The 08/21/2019 09:20, Igor Russkikh wrote:
> > Talking about packet numbers, can you describe how PN exhaustion is
> > handled?  I couldn't find much about packet numbers at all in the
> > driver patches (I hope the hw doesn't wrap around from 2^32-1 to 0 on
> > the same SA).  At some point userspace needs to know that we're
> > getting close to 2^32 and that it's time to re-key.  Since the whole
> > TX path of the software implementation is bypassed, it looks like the
> > PN (as far as drivers/net/macsec.c is concerned) never increases, so
> > userspace can't know when to negotiate a new SA.
> 
> I think there should be driver specific implementation of this functionality.
> As an example, our macsec HW issues an interrupt towards the host to indicate
> PN threshold has reached and it's time for userspace to change the keys.
> 
> In contrast, current SW macsec implementation just stops this SA/secy.
> 
> > I don't see how this implementation handles non-macsec traffic (on TX,
> > that would be packets sent directly through the real interface, for
> > example by wpa_supplicant - on RX, incoming MKA traffic for
> > wpa_supplicant).

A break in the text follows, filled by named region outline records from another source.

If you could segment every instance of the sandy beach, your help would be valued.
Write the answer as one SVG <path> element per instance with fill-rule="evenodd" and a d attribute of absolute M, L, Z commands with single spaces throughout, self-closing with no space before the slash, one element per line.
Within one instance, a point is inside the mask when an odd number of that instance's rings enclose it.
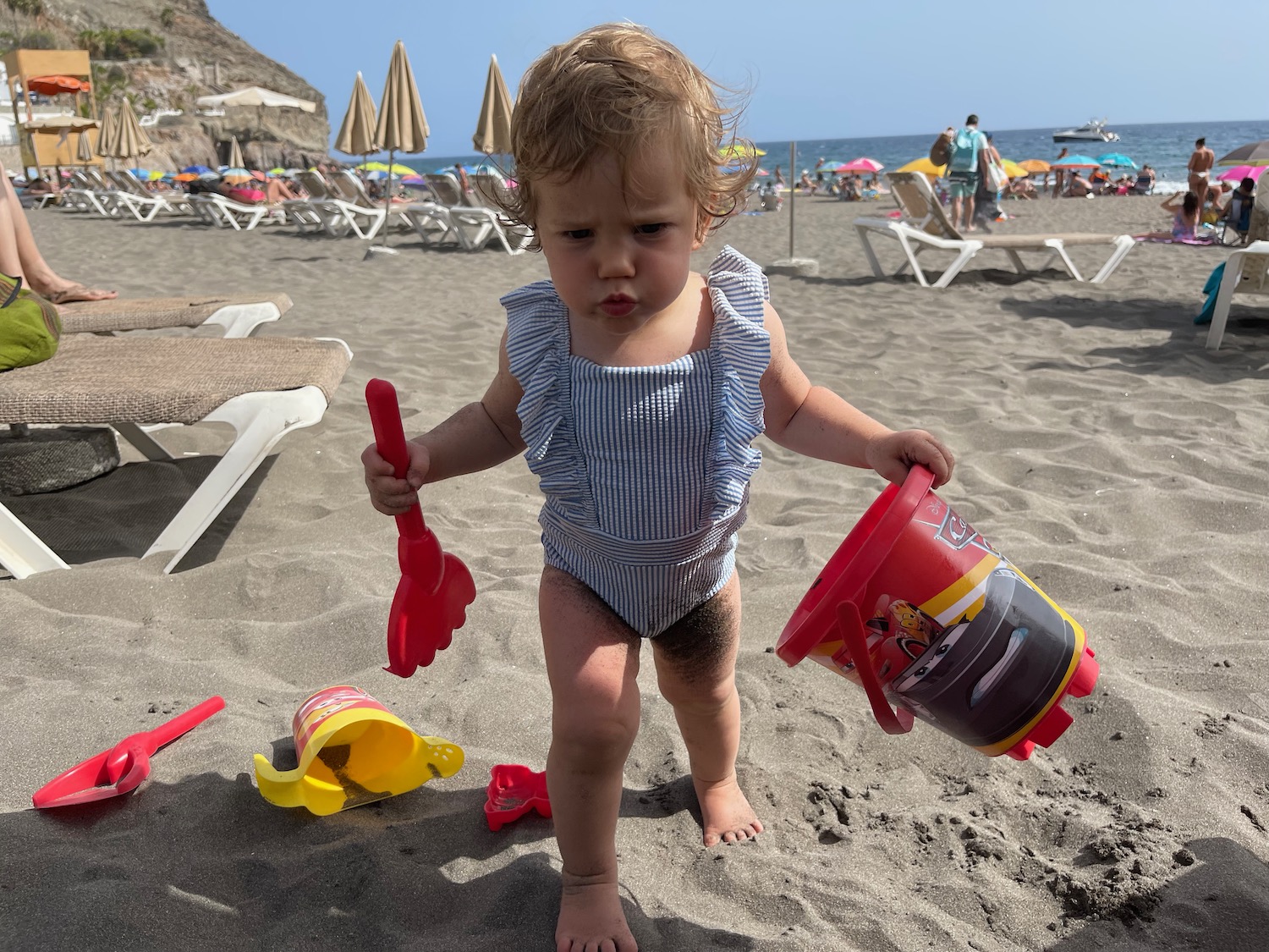
<path fill-rule="evenodd" d="M 1160 198 L 1006 202 L 1000 234 L 1164 228 Z M 882 490 L 874 473 L 759 440 L 741 532 L 740 776 L 768 831 L 700 845 L 687 755 L 651 663 L 618 826 L 623 901 L 645 952 L 1263 952 L 1269 939 L 1269 317 L 1235 305 L 1222 348 L 1192 324 L 1227 251 L 1141 245 L 1104 284 L 1019 278 L 983 253 L 956 283 L 877 279 L 850 227 L 890 204 L 799 199 L 772 277 L 791 350 L 896 428 L 958 457 L 940 490 L 1077 618 L 1101 665 L 1075 722 L 1028 762 L 917 724 L 890 736 L 864 693 L 772 649 Z M 174 463 L 126 465 L 5 499 L 72 571 L 0 578 L 0 949 L 549 949 L 558 853 L 548 820 L 497 833 L 489 770 L 542 769 L 549 692 L 538 637 L 536 480 L 523 459 L 424 493 L 428 524 L 477 598 L 434 664 L 382 670 L 396 531 L 359 454 L 372 377 L 407 433 L 477 399 L 499 297 L 541 255 L 396 256 L 289 227 L 227 232 L 32 213 L 53 265 L 128 297 L 284 291 L 266 336 L 338 336 L 353 363 L 316 426 L 286 437 L 181 570 L 138 561 L 218 453 L 214 426 L 166 430 Z M 788 212 L 711 237 L 788 255 Z M 881 246 L 897 267 L 895 242 Z M 1076 248 L 1085 273 L 1104 253 Z M 931 260 L 934 258 L 931 256 Z M 1254 300 L 1253 300 L 1254 301 Z M 1258 674 L 1256 671 L 1261 671 Z M 354 684 L 466 751 L 456 776 L 327 817 L 266 803 L 251 755 L 294 763 L 291 718 Z M 79 760 L 212 694 L 223 712 L 152 758 L 136 793 L 37 812 Z"/>

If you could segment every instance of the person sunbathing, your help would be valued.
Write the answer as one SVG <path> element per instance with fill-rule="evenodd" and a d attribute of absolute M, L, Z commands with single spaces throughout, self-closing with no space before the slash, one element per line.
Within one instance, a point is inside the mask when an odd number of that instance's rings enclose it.
<path fill-rule="evenodd" d="M 27 222 L 18 193 L 9 175 L 0 165 L 0 273 L 22 278 L 27 287 L 52 301 L 65 305 L 71 301 L 108 301 L 118 297 L 118 291 L 90 288 L 61 277 L 44 260 L 36 244 L 36 236 Z"/>
<path fill-rule="evenodd" d="M 1180 202 L 1176 199 L 1180 198 Z M 1133 235 L 1138 241 L 1180 241 L 1183 244 L 1198 241 L 1199 207 L 1198 195 L 1187 192 L 1184 197 L 1178 192 L 1169 195 L 1159 206 L 1164 211 L 1173 213 L 1171 231 L 1147 231 L 1145 235 Z"/>

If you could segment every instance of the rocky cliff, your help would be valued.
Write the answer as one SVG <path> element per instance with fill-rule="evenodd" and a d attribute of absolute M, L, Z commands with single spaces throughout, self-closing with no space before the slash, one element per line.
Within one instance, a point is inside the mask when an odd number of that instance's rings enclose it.
<path fill-rule="evenodd" d="M 225 29 L 204 0 L 43 0 L 36 15 L 0 9 L 0 30 L 6 28 L 16 43 L 90 50 L 99 104 L 127 95 L 138 114 L 160 114 L 146 129 L 156 146 L 145 160 L 151 168 L 216 165 L 230 136 L 255 168 L 311 165 L 326 155 L 330 123 L 321 93 Z M 127 42 L 137 37 L 140 50 Z M 198 96 L 242 86 L 312 100 L 317 112 L 194 113 Z M 175 109 L 184 114 L 162 114 Z"/>

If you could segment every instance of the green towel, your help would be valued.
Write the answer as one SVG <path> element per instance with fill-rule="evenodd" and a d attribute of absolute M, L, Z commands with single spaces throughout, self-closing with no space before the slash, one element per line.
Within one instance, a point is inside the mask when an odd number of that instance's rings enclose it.
<path fill-rule="evenodd" d="M 1198 312 L 1198 317 L 1194 319 L 1194 324 L 1211 324 L 1212 312 L 1216 311 L 1216 296 L 1221 291 L 1221 278 L 1225 277 L 1225 261 L 1221 261 L 1212 273 L 1207 275 L 1207 283 L 1203 286 L 1203 293 L 1207 294 L 1207 301 L 1203 302 L 1203 310 Z"/>

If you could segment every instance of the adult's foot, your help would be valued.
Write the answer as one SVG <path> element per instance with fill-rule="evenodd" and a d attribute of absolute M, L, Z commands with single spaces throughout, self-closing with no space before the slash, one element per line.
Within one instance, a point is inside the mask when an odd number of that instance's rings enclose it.
<path fill-rule="evenodd" d="M 567 871 L 562 878 L 556 952 L 638 952 L 617 895 L 615 872 L 610 881 Z"/>
<path fill-rule="evenodd" d="M 69 305 L 72 301 L 110 301 L 119 296 L 118 291 L 90 288 L 84 284 L 76 284 L 75 282 L 67 282 L 66 284 L 60 284 L 55 288 L 44 288 L 38 293 L 47 297 L 55 305 Z"/>
<path fill-rule="evenodd" d="M 704 844 L 740 843 L 763 831 L 763 821 L 740 790 L 736 774 L 707 783 L 692 778 L 700 803 L 700 825 L 704 826 Z"/>

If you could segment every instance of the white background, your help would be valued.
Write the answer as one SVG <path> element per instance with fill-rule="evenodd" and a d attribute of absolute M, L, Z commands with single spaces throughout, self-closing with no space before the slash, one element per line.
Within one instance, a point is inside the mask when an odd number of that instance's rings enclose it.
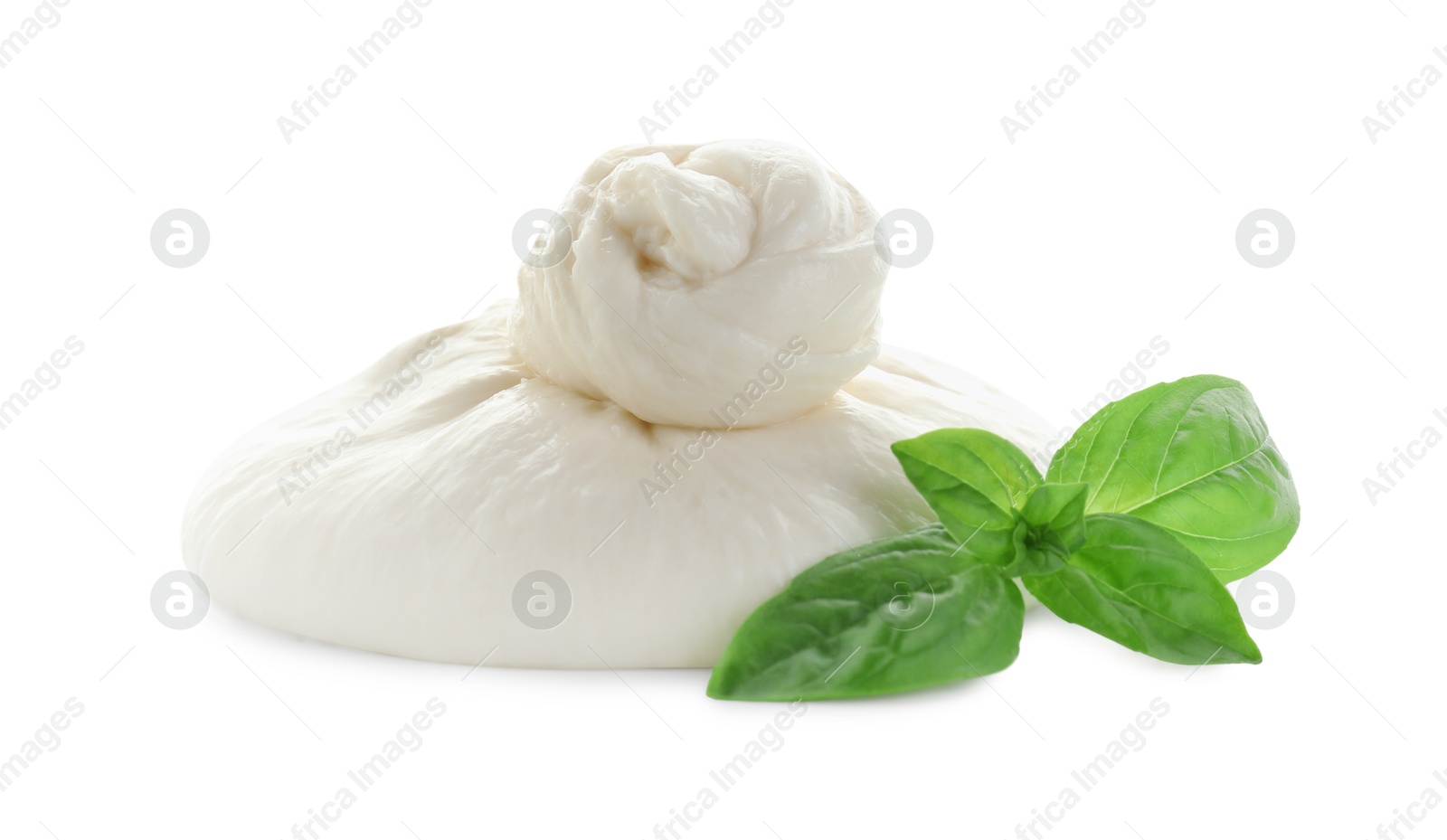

Unless I missed something, incoming MKA traffic will
> > end up on the macsec interface as well as the lower interface (not
> > entirely critical, as long as wpa_supplicant can grab it on the lower
> > device, but not consistent with the software implementation). How does
> > the driver distinguish traffic that should pass through unmodified
> > from traffic that the HW needs to encapsulate and encrypt?
> 
> I can comment on our HW engine - where it has special bypass rules
> for configured ethertypes. This way macsec engine skips encryption on TX and
> passes in RX unencrypted for the selected control packets.
In our case it is a TCAM which can look at various fields (including ethertype),
but is sounds like we have a vary similar design.

> But thats true, realdev driver is hard to distinguish encrypted/unencrypted
> packets. In case realdev should make a decision where to put RX packet,
> it only may do some heuristic (since after macsec decription all the
> macsec related info is dropped. Thats true at least for our HW implementation).
Same for ours.

> > If you look at IPsec offloading, the networking stack builds up the
> > ESP header, and passes the unencrypted data down to the driver. I'm
> > wondering if the same would be possible with MACsec offloading: the
> > macsec virtual interface adds the header (and maybe a dummy ICV), and
> > then the HW does the encryption. In case of HW that needs to add the
> > sectag itself, the driver would first strip the headers that the stack
> > created. On receive, the driver would recreate a sectag and the macsec
> > interface would just skip all verification (decrypt, PN).
> 
> I don't think this way is good, as driver have to do per packet header mangling.
> That'll harm linerate performance heavily.
Agree, and it will also prevent MACsec offload in offloaded bridge devices.